I was just struck by how much that contrasts our politicians today across all sides and how much we would all be better off if we brought that element of leadership into our own lives. I think if we could capture what Kennedy used during that time in a bottle and all drank from it every morning, the world would look a lot better.
He did a lot of self-care, too.
Yeah, he thanked the Rose Garden bardner because that was a place of calm for him. He would sit there and think. He went swimming at the White House pool that used to be where the briefing room is now. There’s a collection of the legal pad on which he would draw during that time and there were a lot of drawings of sailboats alongside personal mantras he wrote as a reminder to stay calm. He did a lot of that because he had to be a force of de-escalation during the whole affair.
What do you think stillness looks like today?
I think we have to build a life that makes stillness possible. I’ve got a three-year-old and a four-month-old and so this is something I’ve been wrestling a bit with myself. How do you do this right because if you just sort of go with the flow you are going with this chaos, right?
So, I think about how do you build habits and how do you build a routine that allows for stillness to be possible? Here’s what I do: My wife’s typically the one who gets up in the middle of the night with the kids, so each morning I take my son for 45 minutes to an hour. We go on a walk or a bike ride every morning as the sun comes up. We leave the house early so my wife and his baby brother sleep and we’re outside early. I don’t bring my phone so I don’t check it. We’re spending some quiet meditative time together.
After our ride, I spend time with a journal, then we have breakfast as a family, and I go right into my work. The idea of this is want to have a successful day by nine or so so whatever I have in the afternoon or whatever trouble I run into I’ve already gotten the most important thing for the day done.
Making the most of the morning is often an essential building block of establishing a good routine and trying to achieve a sense of stillness.
Absolutely. You want to win in the morning. If you can’t win the morning, you’ve set yourself up to sort of be on your back the whole rest of the day. There’s something really about the early mornings before the house wakes, before the phone is ringing, before you’re expected to do anything. It prepares you for the day and also makes it so that in the evening, that’s time for you and your spouse to connect and catch up.
What other efficiencies do you think are key?
To-do lists are very necessary. I know I struggle with is like you as a as a parent and as a professional. But I forget who I heard this from but they were they were saying like when you look at like the to do list of a billionaire it’s not 40 pages long, it consists of about three things. So I try to really consider: What are the big things I need to do today? I really think of what they are. And I want to tackle those early because that way I can have much more equanimity towards interruptions or frustration or unexpected problems. I’ve already put myself in a position where these things have a lot less impact on me. That’s one of the main parts of stillness.

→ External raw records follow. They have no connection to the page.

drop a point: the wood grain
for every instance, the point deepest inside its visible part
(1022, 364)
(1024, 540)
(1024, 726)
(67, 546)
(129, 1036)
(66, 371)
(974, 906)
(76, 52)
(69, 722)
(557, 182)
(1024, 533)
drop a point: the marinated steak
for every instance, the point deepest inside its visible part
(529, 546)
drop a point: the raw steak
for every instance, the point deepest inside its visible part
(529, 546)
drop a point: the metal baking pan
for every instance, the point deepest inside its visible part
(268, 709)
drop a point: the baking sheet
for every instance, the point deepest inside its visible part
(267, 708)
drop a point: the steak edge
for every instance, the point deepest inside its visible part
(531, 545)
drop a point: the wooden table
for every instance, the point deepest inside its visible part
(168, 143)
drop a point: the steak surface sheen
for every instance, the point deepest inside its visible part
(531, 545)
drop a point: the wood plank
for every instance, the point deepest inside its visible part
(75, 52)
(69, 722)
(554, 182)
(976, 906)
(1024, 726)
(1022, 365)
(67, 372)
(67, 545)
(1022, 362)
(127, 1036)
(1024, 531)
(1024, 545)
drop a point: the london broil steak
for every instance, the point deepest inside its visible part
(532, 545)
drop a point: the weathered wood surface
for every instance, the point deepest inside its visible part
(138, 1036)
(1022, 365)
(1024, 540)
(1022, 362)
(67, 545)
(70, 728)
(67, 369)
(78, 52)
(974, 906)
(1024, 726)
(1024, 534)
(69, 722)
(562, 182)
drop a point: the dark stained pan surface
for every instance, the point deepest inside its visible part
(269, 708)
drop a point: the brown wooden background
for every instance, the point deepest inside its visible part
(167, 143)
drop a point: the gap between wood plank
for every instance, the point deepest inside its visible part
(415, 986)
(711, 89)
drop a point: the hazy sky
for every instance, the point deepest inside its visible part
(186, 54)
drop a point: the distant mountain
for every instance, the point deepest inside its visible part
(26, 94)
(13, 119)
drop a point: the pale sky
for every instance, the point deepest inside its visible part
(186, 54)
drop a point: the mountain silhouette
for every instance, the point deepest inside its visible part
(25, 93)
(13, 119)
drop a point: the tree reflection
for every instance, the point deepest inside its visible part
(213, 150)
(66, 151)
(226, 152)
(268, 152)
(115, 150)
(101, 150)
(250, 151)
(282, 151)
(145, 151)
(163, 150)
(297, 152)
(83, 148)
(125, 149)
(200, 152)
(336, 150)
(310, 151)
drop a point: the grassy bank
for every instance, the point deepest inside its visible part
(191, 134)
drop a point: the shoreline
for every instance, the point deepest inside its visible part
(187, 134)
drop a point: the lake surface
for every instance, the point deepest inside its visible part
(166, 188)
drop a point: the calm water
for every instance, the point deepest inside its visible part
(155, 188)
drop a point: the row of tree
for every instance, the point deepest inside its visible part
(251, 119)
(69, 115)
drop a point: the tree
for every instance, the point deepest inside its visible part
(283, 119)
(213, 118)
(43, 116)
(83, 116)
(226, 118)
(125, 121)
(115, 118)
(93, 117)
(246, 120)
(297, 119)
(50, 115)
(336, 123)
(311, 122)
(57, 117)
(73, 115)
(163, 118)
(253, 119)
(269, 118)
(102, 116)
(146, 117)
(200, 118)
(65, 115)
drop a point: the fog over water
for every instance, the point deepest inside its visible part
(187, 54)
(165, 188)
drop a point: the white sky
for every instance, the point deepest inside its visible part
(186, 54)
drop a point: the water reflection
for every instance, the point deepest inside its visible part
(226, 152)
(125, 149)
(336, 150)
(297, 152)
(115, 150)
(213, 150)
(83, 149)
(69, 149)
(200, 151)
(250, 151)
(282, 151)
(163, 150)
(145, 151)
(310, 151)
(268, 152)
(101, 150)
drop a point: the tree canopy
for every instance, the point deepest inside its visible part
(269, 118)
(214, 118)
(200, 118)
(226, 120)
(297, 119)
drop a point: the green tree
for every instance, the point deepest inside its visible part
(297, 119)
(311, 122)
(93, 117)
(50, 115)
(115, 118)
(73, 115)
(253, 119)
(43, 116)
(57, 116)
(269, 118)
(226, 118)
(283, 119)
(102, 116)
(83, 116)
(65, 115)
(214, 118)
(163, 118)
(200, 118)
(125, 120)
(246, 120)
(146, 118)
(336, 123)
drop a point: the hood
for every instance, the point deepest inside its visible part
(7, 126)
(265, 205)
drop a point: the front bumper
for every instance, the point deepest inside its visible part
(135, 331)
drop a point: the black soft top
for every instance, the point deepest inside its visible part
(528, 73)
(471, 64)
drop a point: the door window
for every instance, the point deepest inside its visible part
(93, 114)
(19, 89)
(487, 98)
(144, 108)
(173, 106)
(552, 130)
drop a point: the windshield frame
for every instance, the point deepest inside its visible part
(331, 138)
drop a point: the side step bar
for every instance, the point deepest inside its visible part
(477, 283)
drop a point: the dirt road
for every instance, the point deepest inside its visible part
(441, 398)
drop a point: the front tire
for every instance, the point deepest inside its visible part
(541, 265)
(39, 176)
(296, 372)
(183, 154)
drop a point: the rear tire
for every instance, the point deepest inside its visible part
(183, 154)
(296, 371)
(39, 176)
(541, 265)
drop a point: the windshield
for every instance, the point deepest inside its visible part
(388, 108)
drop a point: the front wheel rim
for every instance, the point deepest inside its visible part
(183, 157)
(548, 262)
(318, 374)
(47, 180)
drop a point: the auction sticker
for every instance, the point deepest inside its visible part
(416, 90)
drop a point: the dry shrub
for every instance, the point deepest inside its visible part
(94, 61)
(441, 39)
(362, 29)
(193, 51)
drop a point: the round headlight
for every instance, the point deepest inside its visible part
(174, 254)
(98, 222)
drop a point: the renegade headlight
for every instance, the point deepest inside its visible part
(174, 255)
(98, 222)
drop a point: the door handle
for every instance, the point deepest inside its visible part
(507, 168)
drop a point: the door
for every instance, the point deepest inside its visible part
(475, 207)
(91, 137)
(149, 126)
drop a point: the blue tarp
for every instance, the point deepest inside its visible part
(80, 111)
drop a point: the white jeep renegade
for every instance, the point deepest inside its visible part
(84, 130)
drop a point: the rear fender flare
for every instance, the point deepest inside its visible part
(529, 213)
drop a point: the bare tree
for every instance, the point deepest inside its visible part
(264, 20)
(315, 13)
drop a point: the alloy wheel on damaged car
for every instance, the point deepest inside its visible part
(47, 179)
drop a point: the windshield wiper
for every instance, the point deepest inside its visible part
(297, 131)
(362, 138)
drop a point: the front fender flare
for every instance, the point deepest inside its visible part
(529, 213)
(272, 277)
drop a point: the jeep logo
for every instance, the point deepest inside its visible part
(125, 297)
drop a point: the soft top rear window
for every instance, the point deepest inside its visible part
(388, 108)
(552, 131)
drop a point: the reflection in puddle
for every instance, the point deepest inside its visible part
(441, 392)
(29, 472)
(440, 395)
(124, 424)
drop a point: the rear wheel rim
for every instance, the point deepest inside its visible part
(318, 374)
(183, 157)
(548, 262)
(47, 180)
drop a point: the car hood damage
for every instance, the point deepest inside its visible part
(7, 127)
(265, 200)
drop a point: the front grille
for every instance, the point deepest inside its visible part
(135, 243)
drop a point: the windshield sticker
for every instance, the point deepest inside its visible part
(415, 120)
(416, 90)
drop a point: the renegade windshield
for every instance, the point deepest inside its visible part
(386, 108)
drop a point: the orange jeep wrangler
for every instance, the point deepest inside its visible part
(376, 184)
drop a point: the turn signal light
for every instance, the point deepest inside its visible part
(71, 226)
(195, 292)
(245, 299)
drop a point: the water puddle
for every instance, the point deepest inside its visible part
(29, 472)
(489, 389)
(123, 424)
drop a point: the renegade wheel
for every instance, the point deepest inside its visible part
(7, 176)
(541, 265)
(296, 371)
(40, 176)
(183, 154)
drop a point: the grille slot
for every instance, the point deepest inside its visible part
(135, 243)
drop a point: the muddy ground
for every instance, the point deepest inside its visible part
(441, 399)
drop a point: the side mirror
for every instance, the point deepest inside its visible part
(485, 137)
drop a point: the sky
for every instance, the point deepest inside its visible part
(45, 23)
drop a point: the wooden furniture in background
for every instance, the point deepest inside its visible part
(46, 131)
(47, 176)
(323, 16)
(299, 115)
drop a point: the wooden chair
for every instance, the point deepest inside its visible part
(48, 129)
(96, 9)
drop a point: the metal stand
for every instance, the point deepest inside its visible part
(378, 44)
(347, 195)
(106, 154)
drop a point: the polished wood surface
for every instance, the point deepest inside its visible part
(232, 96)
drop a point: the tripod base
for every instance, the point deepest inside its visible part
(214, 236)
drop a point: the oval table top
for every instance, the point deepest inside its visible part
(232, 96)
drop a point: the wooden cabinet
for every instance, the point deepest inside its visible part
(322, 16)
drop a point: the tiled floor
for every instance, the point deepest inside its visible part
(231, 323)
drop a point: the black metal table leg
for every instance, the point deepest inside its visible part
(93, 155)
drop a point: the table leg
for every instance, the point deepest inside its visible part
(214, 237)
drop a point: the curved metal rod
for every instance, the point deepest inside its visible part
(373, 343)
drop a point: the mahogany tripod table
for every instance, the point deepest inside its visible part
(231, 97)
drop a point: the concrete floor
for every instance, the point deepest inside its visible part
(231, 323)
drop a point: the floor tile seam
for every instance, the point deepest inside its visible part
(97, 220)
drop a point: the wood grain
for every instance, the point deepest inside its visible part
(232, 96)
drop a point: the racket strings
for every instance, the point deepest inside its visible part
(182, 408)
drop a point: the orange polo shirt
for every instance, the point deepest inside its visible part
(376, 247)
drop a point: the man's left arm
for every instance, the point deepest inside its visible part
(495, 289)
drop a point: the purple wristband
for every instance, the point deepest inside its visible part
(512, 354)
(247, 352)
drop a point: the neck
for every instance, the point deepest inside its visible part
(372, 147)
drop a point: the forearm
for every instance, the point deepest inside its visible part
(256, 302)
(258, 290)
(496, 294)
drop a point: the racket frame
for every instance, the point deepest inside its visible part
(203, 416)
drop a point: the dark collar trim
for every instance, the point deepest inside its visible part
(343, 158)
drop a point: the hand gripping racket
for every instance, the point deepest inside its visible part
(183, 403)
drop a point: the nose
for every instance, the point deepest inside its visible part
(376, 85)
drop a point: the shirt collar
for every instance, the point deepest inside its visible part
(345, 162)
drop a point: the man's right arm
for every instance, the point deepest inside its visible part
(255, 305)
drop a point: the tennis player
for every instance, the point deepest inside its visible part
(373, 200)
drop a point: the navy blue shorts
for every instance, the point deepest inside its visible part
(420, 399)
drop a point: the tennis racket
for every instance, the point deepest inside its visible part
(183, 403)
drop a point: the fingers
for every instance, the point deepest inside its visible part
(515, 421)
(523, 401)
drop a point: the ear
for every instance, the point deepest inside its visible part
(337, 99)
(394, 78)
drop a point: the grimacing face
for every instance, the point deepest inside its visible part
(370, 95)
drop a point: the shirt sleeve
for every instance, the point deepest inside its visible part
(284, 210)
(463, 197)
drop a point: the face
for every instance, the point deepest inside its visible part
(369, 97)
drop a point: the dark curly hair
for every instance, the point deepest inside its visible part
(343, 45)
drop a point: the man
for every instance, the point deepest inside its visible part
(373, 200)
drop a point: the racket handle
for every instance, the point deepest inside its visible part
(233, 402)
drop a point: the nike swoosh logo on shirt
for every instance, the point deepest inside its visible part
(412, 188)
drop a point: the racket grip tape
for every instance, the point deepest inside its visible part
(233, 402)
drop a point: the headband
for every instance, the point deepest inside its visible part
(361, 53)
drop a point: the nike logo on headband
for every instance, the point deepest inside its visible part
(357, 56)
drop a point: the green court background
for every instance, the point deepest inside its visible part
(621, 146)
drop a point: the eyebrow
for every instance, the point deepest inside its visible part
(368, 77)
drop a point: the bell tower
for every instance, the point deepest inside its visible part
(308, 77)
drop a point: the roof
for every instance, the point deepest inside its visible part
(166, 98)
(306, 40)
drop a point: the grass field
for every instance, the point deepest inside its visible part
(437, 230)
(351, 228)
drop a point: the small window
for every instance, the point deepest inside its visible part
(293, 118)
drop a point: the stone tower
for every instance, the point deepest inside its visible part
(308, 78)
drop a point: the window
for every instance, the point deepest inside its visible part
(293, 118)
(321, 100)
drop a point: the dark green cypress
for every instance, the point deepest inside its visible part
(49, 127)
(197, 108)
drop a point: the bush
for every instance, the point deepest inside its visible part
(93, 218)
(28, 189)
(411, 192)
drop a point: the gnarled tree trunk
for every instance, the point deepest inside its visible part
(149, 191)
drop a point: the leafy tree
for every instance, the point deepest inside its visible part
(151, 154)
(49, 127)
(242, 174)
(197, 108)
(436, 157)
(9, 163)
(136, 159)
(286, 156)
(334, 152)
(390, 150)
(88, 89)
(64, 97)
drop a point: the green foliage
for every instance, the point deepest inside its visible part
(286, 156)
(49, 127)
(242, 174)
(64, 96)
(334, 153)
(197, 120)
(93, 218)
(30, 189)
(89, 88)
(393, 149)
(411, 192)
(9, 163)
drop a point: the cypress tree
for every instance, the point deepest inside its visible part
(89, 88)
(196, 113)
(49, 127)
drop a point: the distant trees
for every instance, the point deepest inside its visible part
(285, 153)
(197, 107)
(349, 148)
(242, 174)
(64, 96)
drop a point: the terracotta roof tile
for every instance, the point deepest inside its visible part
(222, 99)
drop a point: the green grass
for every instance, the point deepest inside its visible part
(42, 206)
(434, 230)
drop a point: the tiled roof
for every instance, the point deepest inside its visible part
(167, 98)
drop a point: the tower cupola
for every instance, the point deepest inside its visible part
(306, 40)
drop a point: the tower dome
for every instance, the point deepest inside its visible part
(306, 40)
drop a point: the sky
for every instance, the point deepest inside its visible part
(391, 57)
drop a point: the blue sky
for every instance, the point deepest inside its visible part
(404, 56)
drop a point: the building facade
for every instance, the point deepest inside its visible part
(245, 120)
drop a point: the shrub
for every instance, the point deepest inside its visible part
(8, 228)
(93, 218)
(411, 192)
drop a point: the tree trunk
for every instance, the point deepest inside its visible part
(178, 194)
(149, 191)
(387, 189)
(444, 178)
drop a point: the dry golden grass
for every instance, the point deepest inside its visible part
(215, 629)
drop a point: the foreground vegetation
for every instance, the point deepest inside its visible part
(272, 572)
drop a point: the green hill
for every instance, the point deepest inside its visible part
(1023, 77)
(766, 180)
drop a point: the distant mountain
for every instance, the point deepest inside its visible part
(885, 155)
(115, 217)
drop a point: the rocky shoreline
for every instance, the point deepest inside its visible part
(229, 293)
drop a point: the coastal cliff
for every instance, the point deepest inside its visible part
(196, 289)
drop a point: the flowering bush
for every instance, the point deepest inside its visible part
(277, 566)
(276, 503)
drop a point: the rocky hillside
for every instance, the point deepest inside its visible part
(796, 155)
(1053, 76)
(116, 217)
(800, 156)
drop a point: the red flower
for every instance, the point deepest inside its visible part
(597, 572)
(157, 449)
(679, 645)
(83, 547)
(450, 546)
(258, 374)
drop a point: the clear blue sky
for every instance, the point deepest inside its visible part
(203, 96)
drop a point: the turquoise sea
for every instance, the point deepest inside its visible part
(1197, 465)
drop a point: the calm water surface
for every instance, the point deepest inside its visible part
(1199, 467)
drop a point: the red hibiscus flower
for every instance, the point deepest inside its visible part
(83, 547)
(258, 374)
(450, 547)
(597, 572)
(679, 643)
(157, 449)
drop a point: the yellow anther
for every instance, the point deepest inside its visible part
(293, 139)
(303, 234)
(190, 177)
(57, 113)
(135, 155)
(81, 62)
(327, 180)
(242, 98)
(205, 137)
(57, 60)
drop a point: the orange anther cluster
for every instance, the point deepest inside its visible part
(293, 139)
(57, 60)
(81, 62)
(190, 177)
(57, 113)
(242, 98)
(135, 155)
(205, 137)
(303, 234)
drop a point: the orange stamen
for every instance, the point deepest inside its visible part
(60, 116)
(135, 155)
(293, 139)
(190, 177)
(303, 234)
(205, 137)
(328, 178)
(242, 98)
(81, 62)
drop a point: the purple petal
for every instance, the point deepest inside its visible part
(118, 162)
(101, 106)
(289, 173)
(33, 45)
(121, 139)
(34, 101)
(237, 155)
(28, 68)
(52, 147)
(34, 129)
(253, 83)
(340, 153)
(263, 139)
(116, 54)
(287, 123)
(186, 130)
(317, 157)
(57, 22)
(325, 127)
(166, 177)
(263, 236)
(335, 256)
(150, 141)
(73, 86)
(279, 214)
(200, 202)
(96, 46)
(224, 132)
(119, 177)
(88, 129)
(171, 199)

I also try to think about, what are the things that only I can do? Only a dad can have father-son or father-daughter time with his kids but there are other things that you might sort of related to your job as a parent but actually like anyone could do. And so, making the decision to sort of separate the essential and make sure that like the majority of my time is spent on the essential thing. It helps slow things down and give you a bit more stillness and makes you a better father because you’re not spreading yourself so thin.
It’s about being more intentional and focused on the things that are absolutely essential.
Yeah, and not set yourself up with unrealistic expectations. Like, if you know you’re going to travel with your family and have to go city-to-city with two kids and two layovers along the way, you have to understand that that day is going to be stressful and not make yourself miserable by layering expectations of other things you need to get done. You’re going to disappoint yourself if you set up not just unrealistic expectations but those that will also make you burn out.
As a father, you must deal with tantrums or times when your son is being extremely rambunctious. How do you work stillness into those situations? What does stillness look like for parents?
What I learned from my wife and then I tried to apply more generally in my life is that you have to understand that your kid is throwing a tantrum and really upset but it’s not reflective of who he is as a person. He doesn’t know what he’s doing or need to do what he’s doing. Chances are there some underlying factor. Chances are that there’s something you can address that is unrelated that might solve the problem. So, if he’s crying that he wants to go upstairs and play with a toy, why is it so urgent that he goes upstairs? If I think about this for two seconds, I’ll realize, oh he hasn’t eaten in a while and dinners going to be ready in 30 minutes. So maybe if we give him something to eat he’ll calm down and more effectively communicate what he actually wants.
It’s about taking a beat and figuring out the underlying issue.
Yes. It’s about exercising stillness and taking a moment to see what the real problem is. Like any relationship people are usually mad about not the thing they’re reacting to but some underlying issue. And you can’t solve it by getting upset about it yourself. You need to be like Kennedy in the missile crisis. The Soviets are doing this so they must have a reason so if we figure out the reason it will inform our response in an intelligent way.
It’s about thinking: what’s going on in this person’s head? What are they doing and how can I use that to inform my response instead of just reacting to whatever triggers it brings up.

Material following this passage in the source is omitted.